Written by John Chard on July 8, 2019

You gotta go forward to save the past and back to alter the future.

Yikes!

Back to the Future Part II sees Marty & Jennifer coerced by Doc into travelling forward in time to correct the future. But Biff is still around and spies an opportunity for untold riches; which he takes. Meaning our three time travelling wonders have to find a way back to the past to stop Biff from changing the course of history.

The gargantuan, and deserved, success of Back To The Future ensured {demanded} that a sequel would follow. So taking the bull by the horns, Robert Zemeckis and Bob Gray crafted not only a sequel, but a trilogy, of which part two is ultimately a sort of interim plot filler for the finale to come a year later. There's no doubt about it, part two is at first a puzzle box of a picture, one that had this particular viewer back in the day venturing in for multiple viewings to unravel the deft, daft, but intricate plot.

I have grown to love part two very much as I have got older, with each viewing tending to reward me just a little bit more. Directed with absolute keenness by Zemeckis, the film moves at such a pace there is barely time to catch breath, something that hardly helps one to follow exactly what is going on. But it does make sense under scrutiny, and as we lurch from one magnificent set piece to another, we find a dark undercurrent of bleakness in amongst the froth.

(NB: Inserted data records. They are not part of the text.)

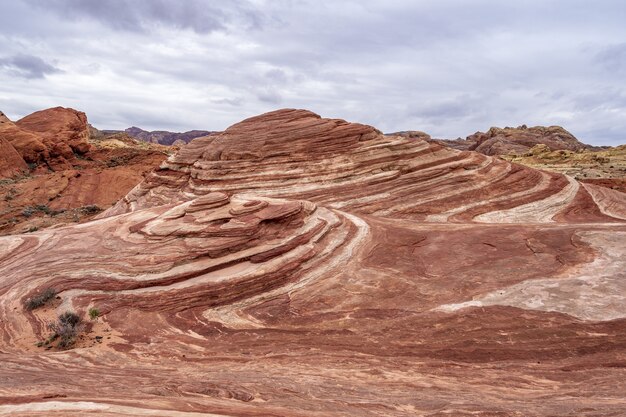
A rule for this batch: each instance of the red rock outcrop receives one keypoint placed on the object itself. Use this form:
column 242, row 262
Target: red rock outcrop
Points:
column 509, row 140
column 52, row 137
column 11, row 162
column 353, row 167
column 298, row 266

The makers offer up two visions of the future, one is all colourful and swamped in glorious 80s nostalgia, yet it's knowingly enveloped in consumerism and hi-tech reliability. The other is bitten by greed and almost under despotic control, it's food for thought and rather wry in its telling. Not content with that, the makers whisk us back to 1955 just to remind us that a time of innocence and hope did exist; and simultaneously with skill they repeat the ending of part one with the additional story of part two! Clever eh? The returning cast are again uniformly strong {Michael J. Fox, Thomas F. Wilson & Christopher Lloyd} while Elisabeth Shue confidently steps into Jennifer's shoes after Claudia Wells {Jennifer in part one} fell ill and was unable to continue the role. Alan Silvestri's score still packs a cross dimension's punch and the effects crew again come up trumps {it's ace in HD}. It now can be seen as the bridge between two better movies, that's for sure, but I liken it to Spielberg's Temple Of Doom-more darker than the more favourable films in a series; but one that is crucially still having fun. It may be a high-tempo ball of funny confusion at times, but this one, courtesy of it's ream of homages and sly observations, is one of the best trilogy sandwich fillers going.